With a DPO-approved preset:
- The DPO creates "ML Dev — Fraud Detection" with exact entity types and the Replace method
- The preset goes to all twelve people with one rule: use this for all set work
- No one can change the preset without DPO sign-off
Every person now produces the same output. The merged set is consistent. The yearly AI audit passes with zero findings. The prior year had three findings from inconsistent set work.
GDPR and the AI Act
Updated for 2026
The EU AI Act took full effect in August 2024. It adds rules for AI systems that use personal details for model work. High-risk AI systems must document their sets, including what anonymization was applied.
GDPR Article 5(1)(b) — the purpose limit rule — blocks use of personal details without a clear legal basis. The CNIL's 2024 cases focused on this gap: details collected for one service used for model work with no valid basis or anonymization.
Presets help satisfy both sets of rules:
- Preset name and config: the documented method
- Processing logs: proof the method was applied
- DPO approval: a recorded sign-off on the config
This creates the audit trail both laws require. For Article 10 obligations in detail, see the EU AI Act training data guide.
Preset Config for NLP Model Sets
Types to include in most NLP model sets:
- PERSON — Replace with similar names
- EMAIL_ADDRESS — Replace with synthetic addresses
- PHONE_NUMBER — Replace with synthetic numbers
- CREDIT_CARD / IBAN — Replace or Redact
- LOCATION — Replace with similar places if location matters; Redact if not
- DATE_OF_BIRTH — Redact; age grouping is often needed
Types often left out:
- General dates — timestamps help temporal models
- Org names — help named-entity models
- URLs — help link and reference models
The ML lead and DPO set these rules in the approved preset. Team members apply it. They do not make config choices.
Presets as Institutional Memory
Before presets. The right entity config lived in the heads of three data scientists. They had worked through the compliance review. Two left in Q3. The knowledge went with them.
After presets. The config lives in "ML Dev — Customer Records v2.1." The version log shows when it was made, who approved it, and what changed from v2.0. New team members use the preset and get all the knowledge built into it.

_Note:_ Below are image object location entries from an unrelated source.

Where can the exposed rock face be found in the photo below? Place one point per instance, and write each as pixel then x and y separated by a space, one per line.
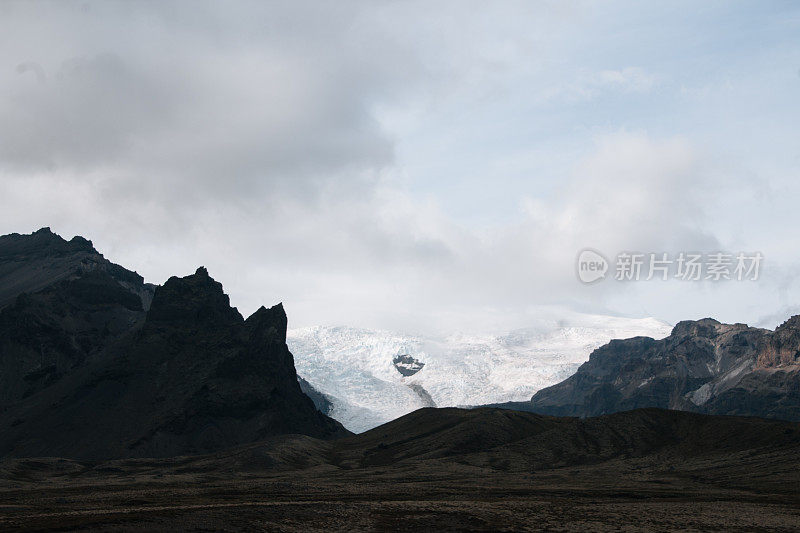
pixel 407 365
pixel 86 372
pixel 703 366
pixel 61 304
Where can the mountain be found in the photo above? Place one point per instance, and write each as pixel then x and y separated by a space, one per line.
pixel 440 470
pixel 96 364
pixel 371 377
pixel 703 366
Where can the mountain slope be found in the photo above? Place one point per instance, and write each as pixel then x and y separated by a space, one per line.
pixel 86 372
pixel 61 303
pixel 703 366
pixel 441 469
pixel 372 377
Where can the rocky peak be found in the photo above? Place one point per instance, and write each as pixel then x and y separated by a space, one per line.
pixel 42 242
pixel 195 299
pixel 706 327
pixel 268 325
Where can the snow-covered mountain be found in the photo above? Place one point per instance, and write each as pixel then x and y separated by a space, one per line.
pixel 372 377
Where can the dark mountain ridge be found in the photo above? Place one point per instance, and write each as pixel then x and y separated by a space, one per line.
pixel 91 368
pixel 703 366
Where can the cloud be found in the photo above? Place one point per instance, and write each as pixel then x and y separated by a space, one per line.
pixel 395 165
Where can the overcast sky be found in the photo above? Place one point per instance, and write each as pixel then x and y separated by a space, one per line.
pixel 412 165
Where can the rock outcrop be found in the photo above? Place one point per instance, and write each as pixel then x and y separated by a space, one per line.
pixel 90 368
pixel 703 366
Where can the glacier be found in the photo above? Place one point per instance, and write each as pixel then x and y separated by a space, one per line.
pixel 359 371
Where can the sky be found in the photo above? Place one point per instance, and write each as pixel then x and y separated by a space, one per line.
pixel 413 166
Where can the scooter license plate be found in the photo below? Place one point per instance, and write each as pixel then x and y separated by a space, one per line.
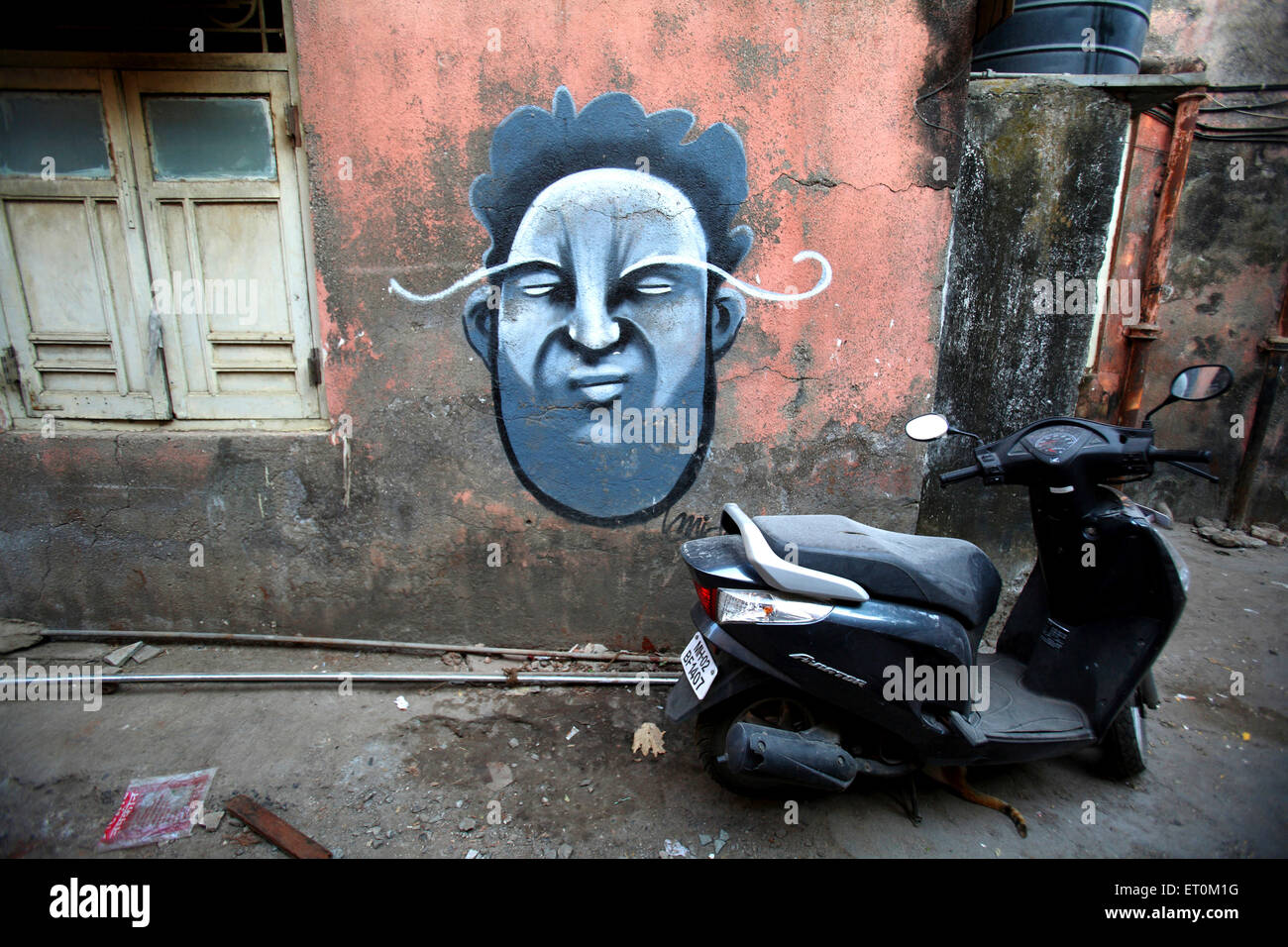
pixel 699 668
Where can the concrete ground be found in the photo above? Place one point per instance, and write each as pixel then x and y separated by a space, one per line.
pixel 370 781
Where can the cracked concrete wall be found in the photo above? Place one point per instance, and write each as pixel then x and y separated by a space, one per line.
pixel 1228 270
pixel 439 539
pixel 1034 200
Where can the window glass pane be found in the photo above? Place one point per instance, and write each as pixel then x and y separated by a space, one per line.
pixel 53 133
pixel 210 138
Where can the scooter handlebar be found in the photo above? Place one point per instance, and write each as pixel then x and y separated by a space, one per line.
pixel 958 475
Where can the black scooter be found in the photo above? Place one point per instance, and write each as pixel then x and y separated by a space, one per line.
pixel 829 650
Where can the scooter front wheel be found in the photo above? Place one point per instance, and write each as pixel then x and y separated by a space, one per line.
pixel 1125 744
pixel 765 706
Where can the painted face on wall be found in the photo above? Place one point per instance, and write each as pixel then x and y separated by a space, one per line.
pixel 600 342
pixel 608 298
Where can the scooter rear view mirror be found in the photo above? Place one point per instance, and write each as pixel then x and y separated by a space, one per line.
pixel 1198 382
pixel 1202 381
pixel 926 428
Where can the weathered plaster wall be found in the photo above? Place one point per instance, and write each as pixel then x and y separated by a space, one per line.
pixel 1229 262
pixel 1034 200
pixel 399 102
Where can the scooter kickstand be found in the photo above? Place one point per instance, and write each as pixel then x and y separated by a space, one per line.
pixel 909 800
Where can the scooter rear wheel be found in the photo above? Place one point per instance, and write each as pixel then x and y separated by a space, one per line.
pixel 768 706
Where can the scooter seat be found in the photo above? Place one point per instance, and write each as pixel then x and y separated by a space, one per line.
pixel 944 574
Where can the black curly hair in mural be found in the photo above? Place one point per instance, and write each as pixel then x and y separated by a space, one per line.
pixel 533 149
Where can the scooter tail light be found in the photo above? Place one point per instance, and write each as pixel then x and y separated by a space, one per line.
pixel 758 607
pixel 707 596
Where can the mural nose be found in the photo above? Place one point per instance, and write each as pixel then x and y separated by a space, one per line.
pixel 591 326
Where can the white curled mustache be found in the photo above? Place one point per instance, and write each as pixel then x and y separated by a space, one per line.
pixel 824 278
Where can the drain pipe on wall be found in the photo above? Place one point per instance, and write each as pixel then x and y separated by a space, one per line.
pixel 1146 329
pixel 1275 348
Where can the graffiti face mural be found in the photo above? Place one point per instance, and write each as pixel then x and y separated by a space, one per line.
pixel 608 298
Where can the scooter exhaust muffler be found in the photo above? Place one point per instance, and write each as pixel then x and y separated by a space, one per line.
pixel 791 758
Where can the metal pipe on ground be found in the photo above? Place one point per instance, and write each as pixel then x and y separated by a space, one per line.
pixel 352 644
pixel 518 680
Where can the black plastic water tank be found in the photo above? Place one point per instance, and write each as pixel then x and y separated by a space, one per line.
pixel 1051 37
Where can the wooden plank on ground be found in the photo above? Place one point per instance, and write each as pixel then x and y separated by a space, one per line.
pixel 273 828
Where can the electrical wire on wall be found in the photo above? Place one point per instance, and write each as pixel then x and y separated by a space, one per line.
pixel 1237 114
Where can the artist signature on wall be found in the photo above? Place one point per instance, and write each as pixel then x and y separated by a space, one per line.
pixel 690 526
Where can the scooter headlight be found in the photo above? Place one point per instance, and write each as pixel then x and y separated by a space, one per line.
pixel 767 608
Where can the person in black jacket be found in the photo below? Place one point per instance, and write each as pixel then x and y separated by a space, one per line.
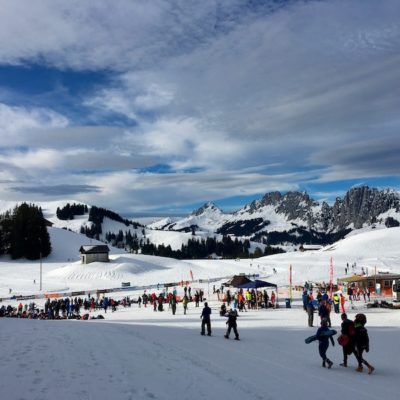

Version 2.1 added IBAN detection after a review found it missing. Version 2.0 was approved in February 2025. The log is complete.
For how processing logs and DPO review flows work, see the GDPR ML training anonymization guide.
Presets vs. the CNIL Pattern
The CNIL's 2024 AI cases set a clear pattern. They ask not just what was removed but how it was governed. A shared preset with a DPO approval record and processing logs answers this directly.
An ad-hoc config does not. The same gap exists in other EU DPA cases that follow CNIL logic. For more on the CNIL AI approach, see the CNIL GDPR AI compliance guide.
Conclusion
Docs tell team members what to do. Presets make it easy — and enforceable — to do it the same way each time.
For ML model sets, consistency is both a legal need and a technical one. The preset meets both at once.
DPAs looking at AI practices want evidence of uniform anonymization. A preset applied the same way across all set work is the clearest proof you can give them.